Browse reviews

FringeReview UK 2024

A Chat With Adonai

Roger Francis and Bitesize Festival

Genre: Comedy, Contemporary, Drama, Fringe Theatre, New Writing, Short Plays, Theatre

Venue: Riverside Studios

Festival:


Low Down

Jacob Kay and Helen Baird are both exemplary and funny – there’s explosions of laughter. At 40 minutes there’s much matter hurled at the speed of dark. An auspicious debut by a writer who knows exactly what he wants and how to pitch it, as it were. See it if you can, and check out the other Bitesize plays at Riverside.

 

Written, directed and produced by Roger Francis, Lighting and Sound Studio Engineer Brendan Millard

Till February 4th

Review

Does Godot speak? Bitesize Festival at the Riverside Studios continues with Roger Francis’ A Chat With Adonai: which suggests it’s not only possible, but we’ve all spoken with them.

“Hello and thank you for reaching out to The Big Other. Your call is extremely important to me, but I’m tremendously busy at the moment.” And you wonder if you even exist. “Toby or not Toby.” There’s the rub for Toby Dasein (Jacob Kay), calling the universe because he’s terminally unhappy, hangdog and doesn’t even know how to sit down; till he does.

Riverside Studio 3 seating towers over the simple chair: Kay’s pacing round it as if stalking his own grave tethered for an eternity of holding patterns. This isn’t a one-person Godot though, which might prove intolerable.

Indeed Francis who writes, directs and produces his own debut with some aplomb, dares to stretch out that on-hold initially to lengths that would ty the patience of Vladimir and Estragon combined.

He and Kay know exactly what they’re doing, though it might be telegraphed by a few more light-dims. These later happily arrive to telescope what happens into 40 minutes of angst, repeat and interrogate, because this play doesn’t circle round a single actor.

That might be a reveal, but this is a two-hander and the voice, Adonai and the Doctor (Helen Baird) suddenly apparates as Kay’s Toby seems poised to end it all with a bare bottle of tablets.

Toby’s dissatisfaction with advice given, the world of capital that designs him (there’s a clear pun, dare I say it a Hegelian one, of being thought or designed) as a consumer of products, not so much a machine for living as wasting. No matter how conscientiously Toby recycles, it all ends in Malaysian infill. There’s no sense here by capital that they’re wasting the planet and now the planet will waste them.

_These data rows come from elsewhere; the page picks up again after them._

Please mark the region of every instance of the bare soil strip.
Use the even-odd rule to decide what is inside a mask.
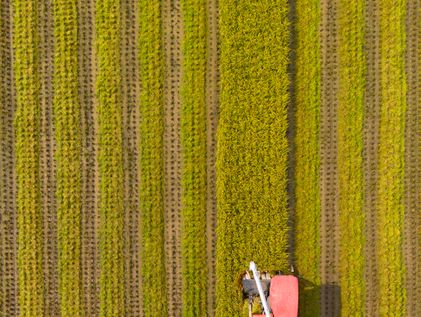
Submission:
[[[1,2],[0,38],[0,316],[18,316],[17,210],[13,115],[15,100],[12,69],[10,0]]]
[[[182,21],[180,2],[163,1],[165,51],[164,166],[165,166],[165,252],[168,316],[181,316],[182,279],[180,245],[181,145],[180,84]]]
[[[340,315],[337,175],[337,3],[322,1],[321,49],[321,315]]]
[[[40,177],[42,192],[43,269],[45,278],[45,315],[60,314],[57,271],[57,214],[56,214],[56,164],[54,160],[53,122],[53,3],[39,2],[39,64],[40,64]]]
[[[139,262],[139,63],[137,56],[138,6],[135,0],[124,0],[122,5],[122,96],[123,96],[123,157],[125,210],[125,300],[126,314],[140,316],[140,262]]]
[[[406,296],[408,316],[421,315],[420,277],[420,1],[407,2],[406,78],[407,112],[405,130],[405,234]]]
[[[82,118],[82,280],[86,316],[99,316],[97,120],[94,97],[95,24],[93,0],[79,6],[79,100]]]
[[[364,119],[364,174],[366,213],[366,314],[378,316],[378,278],[376,261],[377,163],[380,122],[380,37],[377,0],[366,7],[366,91]]]
[[[218,70],[218,11],[219,0],[208,0],[208,63],[206,75],[207,114],[207,206],[206,236],[208,261],[208,316],[215,310],[215,247],[216,247],[216,128],[218,124],[219,70]]]

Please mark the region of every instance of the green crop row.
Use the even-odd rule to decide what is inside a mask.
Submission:
[[[320,315],[320,1],[296,5],[295,254],[301,316]]]
[[[183,316],[206,316],[206,0],[181,1]]]
[[[164,250],[164,56],[161,1],[139,3],[140,213],[143,312],[167,316]]]
[[[364,0],[338,2],[338,178],[341,312],[365,313]]]
[[[380,315],[404,316],[404,132],[406,1],[380,6],[380,140],[378,183],[378,276]]]
[[[81,135],[77,0],[54,2],[54,119],[61,316],[83,316],[81,288]]]
[[[100,315],[124,316],[124,172],[120,2],[96,1],[100,176]]]
[[[22,317],[38,317],[44,315],[38,1],[14,0],[13,12],[19,311]]]
[[[288,266],[286,0],[220,2],[216,316],[239,316],[253,260]]]

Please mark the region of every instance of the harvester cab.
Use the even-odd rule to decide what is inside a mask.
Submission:
[[[242,286],[244,298],[248,301],[249,317],[297,317],[297,277],[260,273],[256,264],[250,262]],[[259,314],[254,313],[256,302],[261,311]]]

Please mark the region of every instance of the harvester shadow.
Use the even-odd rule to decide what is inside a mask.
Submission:
[[[308,310],[319,311],[314,317],[340,317],[341,316],[341,288],[336,284],[316,285],[299,277],[300,285],[300,311],[306,310],[305,316],[310,316]],[[318,303],[314,303],[317,300]],[[314,309],[313,305],[319,305]],[[312,309],[313,308],[313,309]],[[299,316],[301,314],[299,311]]]

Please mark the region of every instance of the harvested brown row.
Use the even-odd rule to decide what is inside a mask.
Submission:
[[[168,315],[181,316],[181,144],[180,84],[181,35],[180,2],[163,1],[165,52],[164,166],[165,166],[165,254],[168,288]]]
[[[340,312],[337,175],[337,1],[323,0],[321,19],[321,315]]]
[[[366,213],[366,314],[378,315],[378,278],[376,260],[376,201],[379,144],[380,64],[379,64],[379,4],[369,0],[366,5],[366,90],[364,118],[364,178]]]
[[[54,160],[55,140],[53,122],[53,57],[54,27],[53,3],[39,1],[39,73],[41,100],[40,131],[40,178],[42,192],[42,217],[44,241],[45,315],[60,313],[58,297],[58,250],[57,250],[57,203],[56,203],[56,162]]]
[[[406,13],[407,112],[405,127],[405,236],[408,316],[421,315],[420,278],[420,1],[408,1]]]
[[[123,157],[124,157],[124,212],[125,212],[125,293],[126,314],[139,316],[140,259],[139,259],[139,63],[138,63],[138,5],[124,0],[122,5],[121,60],[123,96]]]
[[[19,314],[17,295],[16,184],[14,174],[12,23],[9,0],[0,5],[0,315]]]

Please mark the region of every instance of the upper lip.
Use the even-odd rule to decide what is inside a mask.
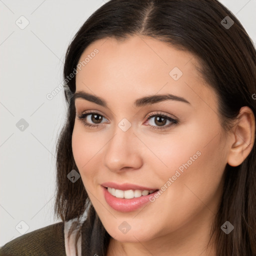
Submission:
[[[101,184],[102,186],[104,186],[105,188],[116,188],[116,190],[139,190],[142,191],[144,190],[158,190],[158,188],[147,188],[146,186],[141,186],[140,185],[136,185],[136,184],[132,184],[130,183],[124,183],[123,184],[118,184],[117,183],[115,183],[114,182],[105,182],[102,183]]]

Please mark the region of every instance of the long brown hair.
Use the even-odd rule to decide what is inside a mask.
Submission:
[[[228,22],[227,16],[234,24]],[[136,35],[156,38],[196,56],[200,64],[198,71],[217,93],[224,128],[228,130],[243,106],[249,106],[256,116],[256,50],[240,22],[216,0],[111,0],[97,10],[77,32],[66,52],[64,75],[68,109],[56,146],[55,215],[64,222],[80,218],[88,211],[88,218],[79,229],[83,235],[82,252],[86,256],[106,255],[110,236],[82,179],[72,183],[67,178],[72,170],[79,170],[72,148],[76,79],[66,78],[92,42],[110,37],[122,41]],[[224,190],[212,230],[217,256],[256,255],[256,143],[241,164],[227,164],[224,174]],[[226,220],[234,226],[228,235],[220,229]]]

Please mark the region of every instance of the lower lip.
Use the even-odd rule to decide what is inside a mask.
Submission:
[[[154,196],[154,194],[158,191],[158,190],[154,193],[147,196],[142,196],[140,198],[126,199],[116,198],[108,191],[108,188],[102,186],[102,187],[104,190],[104,196],[106,202],[113,209],[122,212],[128,212],[138,209],[142,206],[150,202],[150,198]]]

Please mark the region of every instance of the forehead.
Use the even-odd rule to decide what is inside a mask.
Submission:
[[[110,101],[133,103],[135,98],[164,93],[191,102],[198,102],[198,97],[214,98],[196,70],[199,64],[196,56],[151,38],[96,40],[86,49],[79,63],[76,91]]]

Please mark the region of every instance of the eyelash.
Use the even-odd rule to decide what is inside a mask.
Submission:
[[[84,126],[87,126],[87,127],[92,128],[99,128],[100,126],[102,126],[102,124],[90,124],[84,120],[84,119],[87,117],[88,116],[90,116],[90,114],[97,114],[98,116],[102,116],[105,119],[106,119],[104,116],[102,116],[102,114],[100,114],[97,113],[96,112],[90,112],[88,113],[85,113],[85,114],[82,114],[81,115],[78,115],[78,118],[79,120],[80,120],[82,121],[82,122],[84,124]],[[166,130],[166,129],[167,129],[168,128],[170,128],[170,126],[172,126],[173,125],[177,124],[178,124],[178,120],[174,119],[170,116],[166,116],[165,114],[162,114],[160,113],[153,114],[150,114],[146,120],[148,120],[149,119],[150,119],[152,118],[155,117],[155,116],[161,116],[161,117],[165,118],[166,118],[166,119],[167,119],[167,120],[171,122],[172,123],[170,124],[168,124],[167,126],[160,126],[160,127],[149,125],[149,126],[152,126],[152,128],[150,128],[154,130]]]

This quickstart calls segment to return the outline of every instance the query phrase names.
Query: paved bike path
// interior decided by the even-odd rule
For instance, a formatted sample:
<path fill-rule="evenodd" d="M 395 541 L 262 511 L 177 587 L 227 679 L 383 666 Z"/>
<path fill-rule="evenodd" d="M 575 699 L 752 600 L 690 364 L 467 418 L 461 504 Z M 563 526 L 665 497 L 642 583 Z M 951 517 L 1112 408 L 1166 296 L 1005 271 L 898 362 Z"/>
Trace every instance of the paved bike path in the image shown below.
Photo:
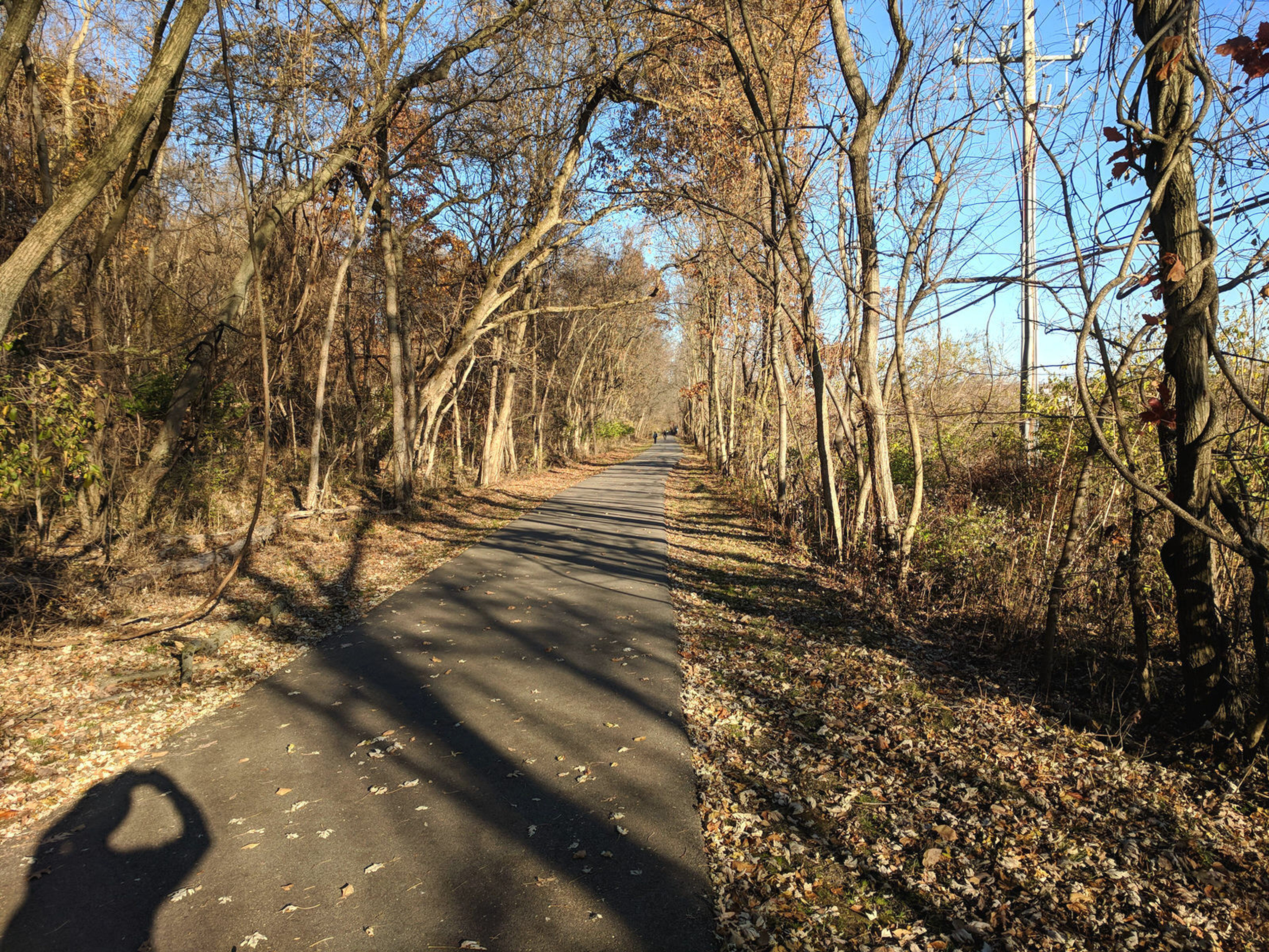
<path fill-rule="evenodd" d="M 33 843 L 3 850 L 0 949 L 713 948 L 665 562 L 678 454 L 398 592 L 98 784 L 29 868 Z"/>

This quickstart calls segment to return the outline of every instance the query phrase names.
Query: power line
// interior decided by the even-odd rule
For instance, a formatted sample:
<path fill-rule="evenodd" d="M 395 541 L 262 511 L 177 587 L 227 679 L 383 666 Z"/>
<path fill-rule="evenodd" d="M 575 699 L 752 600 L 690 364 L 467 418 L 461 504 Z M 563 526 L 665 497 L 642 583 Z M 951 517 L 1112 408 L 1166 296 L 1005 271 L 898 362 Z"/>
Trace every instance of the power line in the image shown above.
<path fill-rule="evenodd" d="M 1023 50 L 1014 55 L 1014 37 L 1018 33 L 1018 24 L 1006 24 L 1000 30 L 1000 43 L 995 56 L 972 57 L 966 52 L 972 42 L 972 37 L 958 39 L 952 46 L 952 63 L 956 66 L 968 65 L 996 65 L 1004 74 L 1005 67 L 1015 63 L 1023 66 L 1023 109 L 1022 109 L 1022 360 L 1019 362 L 1019 388 L 1018 405 L 1022 411 L 1022 438 L 1027 453 L 1036 448 L 1037 421 L 1028 413 L 1028 397 L 1039 388 L 1039 286 L 1036 281 L 1036 156 L 1038 143 L 1036 141 L 1036 118 L 1039 113 L 1039 96 L 1036 89 L 1036 63 L 1039 62 L 1075 62 L 1080 60 L 1089 48 L 1093 38 L 1089 28 L 1093 20 L 1076 24 L 1075 41 L 1070 53 L 1041 56 L 1036 48 L 1036 0 L 1023 0 Z M 963 32 L 966 27 L 953 28 L 953 32 Z M 1057 107 L 1061 108 L 1061 107 Z"/>

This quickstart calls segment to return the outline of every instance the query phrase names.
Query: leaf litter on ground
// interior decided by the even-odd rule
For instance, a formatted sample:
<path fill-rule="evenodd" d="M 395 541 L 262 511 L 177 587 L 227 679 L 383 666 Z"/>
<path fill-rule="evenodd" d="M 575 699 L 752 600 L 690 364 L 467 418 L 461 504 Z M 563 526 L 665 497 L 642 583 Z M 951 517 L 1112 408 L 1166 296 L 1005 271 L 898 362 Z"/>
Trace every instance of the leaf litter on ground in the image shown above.
<path fill-rule="evenodd" d="M 699 456 L 666 508 L 725 948 L 1269 948 L 1261 807 L 953 677 Z"/>
<path fill-rule="evenodd" d="M 103 593 L 85 585 L 63 605 L 66 617 L 100 623 L 62 623 L 41 637 L 81 636 L 56 650 L 5 647 L 0 658 L 0 839 L 19 836 L 75 802 L 94 783 L 138 758 L 157 758 L 160 743 L 232 703 L 253 684 L 291 664 L 311 645 L 369 612 L 393 592 L 480 542 L 563 489 L 621 462 L 627 447 L 585 463 L 506 480 L 489 489 L 462 489 L 421 504 L 416 517 L 330 523 L 289 523 L 266 557 L 253 560 L 233 585 L 235 604 L 269 605 L 278 590 L 291 602 L 277 623 L 249 625 L 201 666 L 192 685 L 178 684 L 173 633 L 105 641 L 117 619 L 175 618 L 202 602 L 207 578 L 187 576 L 152 590 Z M 349 567 L 355 570 L 348 574 Z M 334 594 L 332 594 L 334 593 Z M 208 636 L 236 618 L 223 603 L 176 632 Z M 266 611 L 249 612 L 251 619 Z M 170 668 L 170 674 L 166 669 Z M 119 680 L 165 669 L 162 677 Z M 302 753 L 302 751 L 301 751 Z M 317 751 L 312 751 L 317 753 Z"/>

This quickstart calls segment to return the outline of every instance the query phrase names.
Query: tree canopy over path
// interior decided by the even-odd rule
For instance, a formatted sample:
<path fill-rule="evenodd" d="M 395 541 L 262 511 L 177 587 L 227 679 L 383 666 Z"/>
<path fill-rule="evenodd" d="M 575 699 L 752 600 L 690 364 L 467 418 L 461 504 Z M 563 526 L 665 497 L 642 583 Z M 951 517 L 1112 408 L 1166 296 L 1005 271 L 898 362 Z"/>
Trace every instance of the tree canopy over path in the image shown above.
<path fill-rule="evenodd" d="M 666 430 L 1261 823 L 1266 80 L 1256 0 L 4 0 L 0 825 Z"/>

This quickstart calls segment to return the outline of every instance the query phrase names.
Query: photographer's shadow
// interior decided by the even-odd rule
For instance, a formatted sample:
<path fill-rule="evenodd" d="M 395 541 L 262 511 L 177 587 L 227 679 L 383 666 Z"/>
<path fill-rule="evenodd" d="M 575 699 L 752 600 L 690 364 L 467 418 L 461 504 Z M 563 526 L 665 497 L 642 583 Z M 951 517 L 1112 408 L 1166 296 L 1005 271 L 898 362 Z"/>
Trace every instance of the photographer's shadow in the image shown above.
<path fill-rule="evenodd" d="M 211 845 L 202 811 L 160 770 L 103 781 L 44 834 L 0 952 L 137 952 Z"/>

Francis moves from angsty frustrated actor with a touch of Stoppardian futility (his Rosencrantz and Guildenstern also tracing back to Beckett) to something confrontational and full-fat-polemic. It’s dangerous but in fact funny, and the end breaking the fourth wall managed with theatrical brio and bracing ending.

What happens in between is a critique of pure consumption, delivered as a paean to it. Toby hopelessly reasons with the implacably cheerful Doctor who’s saved him that there must be some virtue in attempting a life as it were.

But using a shark metaphor (the shark end of the argument) Toby’s told exactly where he belongs. Consuming is a vocation: with most producing being taken over by AI there’s a surplus waiting. Nevertheless at the moment … Francis’ Doctor ends with a stinging hymn to the mass-production of useless objects, a comically frightful end to the universe with a black hole of production, capital suck and swallow collapsing like a red giant and white dwarf (not analogues Francis uses, but ones suggesting his destination).

Meanwhile the Doctor adds an umbrella hat, pitches advertisements and prepares structurally for the denouement.

Kay and Baird are both exemplary and funny – there’s explosions of laughter. At 40 minutes there’s much matter hurled at the speed of dark. There’s possibly some compression to introduce early on, and Francis could develop this to a full 50-60-minute Fringe tour with a tweak of conflict and reveal.

An auspicious debut by a writer who knows exactly what he wants and how to pitch it, as it were. See it if you can, and check out the other Bitesize plays at Riverside.